Cognition Dissemination: Why Didn’t Atlus Develop Their Own Demon’s Souls Replacement?

The success of From Software’s Demon’s Souls caught everyone off guard when it released for PlayStation 3 in 2009. From Software’s games have never been that popular worldwide, and they and their then-small fanbase likely expected a modest success. But it was Sony who had the least amount of faith in it, as despite them publishing it in Japan, the western arms passed it to other publishers. The game was one of the biggest sleeper hits of the last console generation, which led to Sony execs admitting how big of a mistake they made in skipping it. From continued the Souls series in a multiplatform fashion with the Dark Souls series.

It’s worth noting how big of a success this was for North American publisher Atlus USA. At the time, they knew it would be popular thanks to the buzz it generated online. But they weren’t expecting high sales after several imported the Asian version, which contained English options — though with typos and grammatical errors. They only expected it to sell 75,000 copies in America, but were delightfully surprised when it sold twice that in the first month. It sold 280,000 by the end of the fiscal year in 2010, and 500,000 after its first year. It was one of the most successful games in Atlus USA history, and outsold most of their own games. It’s possible Persona 5 has matched it, a game that only released this year.

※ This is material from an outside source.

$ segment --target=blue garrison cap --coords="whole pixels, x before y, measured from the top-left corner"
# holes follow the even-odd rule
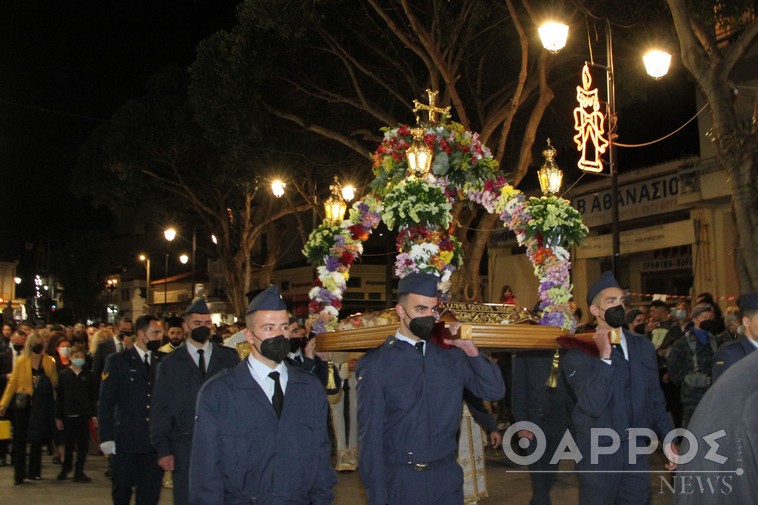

The Souls series wouldn’t stick with Atlus’, since From Software chose Demon’s Souls’ European publisher Bandai Namco to publish the Dark Souls games outside Japan due to their worldwide presence. But that raises a good question: Why didn’t Atlus make their own Souls-style game to maintain that source of revenue for the west, and establish it in Japan? It’s an especially relevant question with news that Demon’s Souls’ servers are being taken offline at the end of February, and there are two hypothetical reasons.

Demon’s Souls was a big success for Atlus USA, but they couldn’t follow it up with anything.

The first one is that Atlus’ development teams were simply too busy with other matters. The Persona team (P-Studio) spent the entirety of the last console gen adjusting to HD development. Catherine was their first HD experiment while Persona 5 was the main course, though the latter took considerably longer to release than expected when it arrived in Japan late last year and in the west this year. Meanwhile, the other teams didn’t want to be bothered with the horrors of HD development, and remained on handhelds by working on franchises like Etrian Odyssey, Devil Survivor, and Shin Megami Tensei installments. Between those, it was easy to believe they simply didn’t have the resources.

There’s also a chance they could have handled a project like this, and simply didn’t pursue it due to lack of interest. Japanese developers and publishers have a long history of not caring too much about the successes of their overseas subsidiaries, and this could be yet another example. It wouldn’t be surprising to hear if Atlus USA suggested the idea to the Japanese arm, only for them to silently ignore it.

Of course, that’s not to say that they can’t do it now. It’s clear Atlus Japan has now adjusted to console development with the releases of Persona 5 and Tokyo Mirage Sessions #FE, and the first HD mainline Megaten game in Shin Megami Tensei V is on the way (worldwide, notably). They now have the resources to handle larger simultaneous developments, thanks to Sega providing them with more support than previous owner Index Corporation ever did. So, it’s not too late for them to pursue such a project, since they care more about the worldwide market these days.

This would also be the kind of game where Kazuma Kaneko’s art would shine, since his style is both visually appealing and harrowing. He hasn’t contributed designs for a game for a while, but he still draws and remains an Atlus employee.

They would follow Bandai Namco’s lead if they pursued this now. As mentioned above, Bandai Namco published the Dark Souls games in western territories. However, Dark Souls III was the last game in the franchise. Though From is working on several other projects, one of which might be a spiritual successor, there’s no guarantee that Bandai Namco will receive the publishing rights.

Now that Bandai Namco’s lost Dark Souls, they’re making their own replacement.

That’s why they’re developing their own in cooperation with the God Eater team: Code Vein. If you’ve played the Souls games or have seen them in action, you only have to observe this title to realize how inspired by From’s games this. Though given how remarkably similar the animations are, and the game including a checkpoint system that heals the player and respawns enemies, “inspired” might be putting it lightly. It could use some polish, but hopefully Bandai Namco creates a game that feels unique, and is successful for them if it’s good.

You could also say Sony pursued their own, too, to make up for the mistake of passing over Demon’s Souls worldwide: Bloodborne. This one only somewhat counts, since From Software also developed it.

It’s not too late, but Atlus seems rather busy at the moment. If they give the concept a shot, it will likely be handled by Studio Zero, Atlus’ new development establishment from ex-Persona team members. The first project they announced was Project Re Fantasy, an initiative announced early to increase hiring for it and other initiatives. Fantasy-related titles tend to have general appeal in all markets, and the announcement was also shared by Atlus USA around the same time. It’s also been confirmed that Studio Zero is working on another project besides this, but there’s no indication that it’s a Souls-like game. Don’t expect Atlus to develop such a title, but it’s tough not to think about how unique the result would be.